As a bad-back guy, I'm looking for a HT solution like you are, RPG. Not wanting a setback post due to fit. I was gun ho for ti, but now leaning toward the Cannondale Save. FWIW...


----------



## YeahWhatever (May 20, 2008)

RPG said:


> I've seen a lot of new bikes coming out with offset seat posts. Mostly salsa. Does this do anything for the rider in terms of comfort? Reason I ask is I have back problems and looking for ideas to reduce shock to my low lumbar spine. Want to see if there is any insights behind this.
> 
> Edit: when I mean comfort, I'm not looking at bike fit. I've heard of people using set back ti posts to improve shock absorption of some sort.

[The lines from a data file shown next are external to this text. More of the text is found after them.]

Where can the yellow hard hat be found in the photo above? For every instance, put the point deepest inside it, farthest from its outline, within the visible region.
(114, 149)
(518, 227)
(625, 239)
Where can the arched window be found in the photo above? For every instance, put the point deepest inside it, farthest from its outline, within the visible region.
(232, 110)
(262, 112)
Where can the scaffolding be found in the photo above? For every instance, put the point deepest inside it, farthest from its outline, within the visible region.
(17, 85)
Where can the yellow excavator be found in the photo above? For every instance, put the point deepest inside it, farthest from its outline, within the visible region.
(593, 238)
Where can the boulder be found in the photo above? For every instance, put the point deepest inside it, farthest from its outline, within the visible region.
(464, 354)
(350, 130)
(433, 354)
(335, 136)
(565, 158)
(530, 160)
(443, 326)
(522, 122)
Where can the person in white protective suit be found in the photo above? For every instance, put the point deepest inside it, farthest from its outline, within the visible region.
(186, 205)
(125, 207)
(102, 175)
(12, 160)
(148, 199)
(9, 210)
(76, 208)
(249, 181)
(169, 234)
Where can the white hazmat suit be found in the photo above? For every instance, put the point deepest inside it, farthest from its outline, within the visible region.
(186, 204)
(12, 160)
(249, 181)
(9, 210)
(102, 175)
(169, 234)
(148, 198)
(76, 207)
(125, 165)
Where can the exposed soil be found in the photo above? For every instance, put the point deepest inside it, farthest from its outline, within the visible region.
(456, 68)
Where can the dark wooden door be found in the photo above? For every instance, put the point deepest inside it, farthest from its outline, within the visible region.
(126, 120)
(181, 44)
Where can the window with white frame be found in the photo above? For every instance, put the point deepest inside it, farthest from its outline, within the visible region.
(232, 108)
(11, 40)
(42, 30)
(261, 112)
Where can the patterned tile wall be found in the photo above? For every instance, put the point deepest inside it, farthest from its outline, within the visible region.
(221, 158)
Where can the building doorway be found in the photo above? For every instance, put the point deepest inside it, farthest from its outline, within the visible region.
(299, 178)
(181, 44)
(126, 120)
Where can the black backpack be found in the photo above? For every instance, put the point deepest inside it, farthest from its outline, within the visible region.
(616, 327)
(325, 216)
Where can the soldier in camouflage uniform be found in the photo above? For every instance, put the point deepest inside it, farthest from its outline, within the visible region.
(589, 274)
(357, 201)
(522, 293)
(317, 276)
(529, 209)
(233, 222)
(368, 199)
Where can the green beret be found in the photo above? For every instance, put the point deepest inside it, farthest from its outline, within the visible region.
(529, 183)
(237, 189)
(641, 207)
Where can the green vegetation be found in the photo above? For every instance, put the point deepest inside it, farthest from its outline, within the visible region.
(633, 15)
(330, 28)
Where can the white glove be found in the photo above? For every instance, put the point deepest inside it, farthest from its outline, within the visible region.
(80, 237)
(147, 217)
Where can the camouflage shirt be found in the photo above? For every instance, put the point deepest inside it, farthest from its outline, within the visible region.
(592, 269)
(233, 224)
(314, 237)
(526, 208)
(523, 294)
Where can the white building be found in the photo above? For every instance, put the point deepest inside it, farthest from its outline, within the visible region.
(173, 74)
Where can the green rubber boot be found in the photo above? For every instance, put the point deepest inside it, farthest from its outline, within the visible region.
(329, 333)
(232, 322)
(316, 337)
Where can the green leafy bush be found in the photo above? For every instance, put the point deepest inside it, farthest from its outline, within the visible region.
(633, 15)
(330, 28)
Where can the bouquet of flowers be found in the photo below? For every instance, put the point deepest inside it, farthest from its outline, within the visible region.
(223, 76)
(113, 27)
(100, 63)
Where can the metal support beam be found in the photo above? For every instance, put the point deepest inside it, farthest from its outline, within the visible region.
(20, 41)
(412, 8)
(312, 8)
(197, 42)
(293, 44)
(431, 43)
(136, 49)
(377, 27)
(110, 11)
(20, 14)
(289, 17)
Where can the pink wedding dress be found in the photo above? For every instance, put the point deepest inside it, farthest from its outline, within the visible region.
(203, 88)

I have back problems and recently switched from a Moots setback Ti post to a Body Float suspension seat post on my hard tail. The Body Float seatpost is amazing! Night and day difference in comfort.


----------



## 29ger (Jan 1, 2011)

I haven't tried it, but another good review for the body float seatpost:

Guitar Ted Productions: Cirrus Cycles Body Float: Reviewed On Snow

Guitar Ted has a later write up on it as well.


----------



## AppleYak (Aug 17, 2006)

I've been really happy with the Syntax p6 HiFlex seat post. Not cheap but its night and day compared to my old Thomson for absorbing the chatter. It has a little bit of setback if you need it.


----------



## NordieBoy (Sep 26, 2004)

The Niner RDO on my Stumpy hard tail took out a lot of road buzz.
Just wish I could fit it (30.9) in my Unit (27.2)


----------



## mikesee (Aug 25, 2003)

RPG said:


> in terms of comfort?


In short, I don't think a setback post is going to make enough difference if you have real, functional problems in your lumbar. It's still a rigid post -- the difference would be like going from 30psi in your tires down to 29.5psi.

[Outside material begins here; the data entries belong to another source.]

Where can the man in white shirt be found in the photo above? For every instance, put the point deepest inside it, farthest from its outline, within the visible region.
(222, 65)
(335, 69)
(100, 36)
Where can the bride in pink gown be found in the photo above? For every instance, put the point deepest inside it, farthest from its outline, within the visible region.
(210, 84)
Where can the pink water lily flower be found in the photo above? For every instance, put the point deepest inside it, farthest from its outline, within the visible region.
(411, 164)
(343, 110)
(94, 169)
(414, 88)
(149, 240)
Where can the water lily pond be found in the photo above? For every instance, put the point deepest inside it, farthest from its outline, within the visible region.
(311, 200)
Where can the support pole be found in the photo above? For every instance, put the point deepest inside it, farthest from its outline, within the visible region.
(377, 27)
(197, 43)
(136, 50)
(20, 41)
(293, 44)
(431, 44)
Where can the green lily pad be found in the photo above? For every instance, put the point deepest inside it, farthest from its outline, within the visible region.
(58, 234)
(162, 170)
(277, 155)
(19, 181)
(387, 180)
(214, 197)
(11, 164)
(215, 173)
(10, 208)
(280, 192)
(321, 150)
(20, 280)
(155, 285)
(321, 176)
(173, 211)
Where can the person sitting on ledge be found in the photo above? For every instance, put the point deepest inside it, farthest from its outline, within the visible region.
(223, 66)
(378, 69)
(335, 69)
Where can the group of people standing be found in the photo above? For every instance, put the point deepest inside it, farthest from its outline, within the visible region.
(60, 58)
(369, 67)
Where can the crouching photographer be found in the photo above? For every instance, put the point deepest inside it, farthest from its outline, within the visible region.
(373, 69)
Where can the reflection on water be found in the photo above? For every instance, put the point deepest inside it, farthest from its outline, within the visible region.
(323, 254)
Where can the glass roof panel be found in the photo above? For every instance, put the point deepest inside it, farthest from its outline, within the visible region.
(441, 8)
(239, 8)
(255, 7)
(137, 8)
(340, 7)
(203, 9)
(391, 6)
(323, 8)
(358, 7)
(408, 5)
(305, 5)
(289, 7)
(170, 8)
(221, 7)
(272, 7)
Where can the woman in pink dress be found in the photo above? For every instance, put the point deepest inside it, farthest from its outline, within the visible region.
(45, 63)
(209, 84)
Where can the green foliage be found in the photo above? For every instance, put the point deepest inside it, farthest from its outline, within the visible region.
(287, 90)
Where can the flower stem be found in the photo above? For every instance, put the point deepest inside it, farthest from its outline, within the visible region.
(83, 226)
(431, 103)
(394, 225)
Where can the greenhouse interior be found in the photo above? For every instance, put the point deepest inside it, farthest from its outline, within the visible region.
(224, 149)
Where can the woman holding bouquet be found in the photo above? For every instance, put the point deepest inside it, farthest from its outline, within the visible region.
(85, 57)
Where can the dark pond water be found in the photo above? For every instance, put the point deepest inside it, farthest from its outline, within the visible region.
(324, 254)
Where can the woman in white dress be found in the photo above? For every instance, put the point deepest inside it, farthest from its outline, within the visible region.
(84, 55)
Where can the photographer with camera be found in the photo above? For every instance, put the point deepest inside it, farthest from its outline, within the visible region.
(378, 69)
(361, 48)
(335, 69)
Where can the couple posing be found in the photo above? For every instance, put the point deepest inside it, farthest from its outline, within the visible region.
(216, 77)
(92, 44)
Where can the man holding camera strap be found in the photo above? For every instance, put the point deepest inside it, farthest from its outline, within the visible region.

Long version = I've been riding titanium layback posts since ~2003 on my hardtail and softtail bikes. There is a difference between a ti setback post and an alu straight post -- but it's small. I too have back/neck issues, and as the years have passed my position on the bike has gotten both shorter and more upright. This puts more of my weight on the saddle and less on my hands -- which means more shock is being transmitted through the seatpost. The only post I've used that reduces the shock felt *and* doesn't bug my knees is a Bodyfloat. It is an incredibly comfortable post.


----------



## RPG (Sep 16, 2005)

Does the body float change the bb to seat length as you pedal and go over bumps? I'm hearing a lot of good things around it. How does it ride on the road? Any pogo-ing?

Thanks all!


----------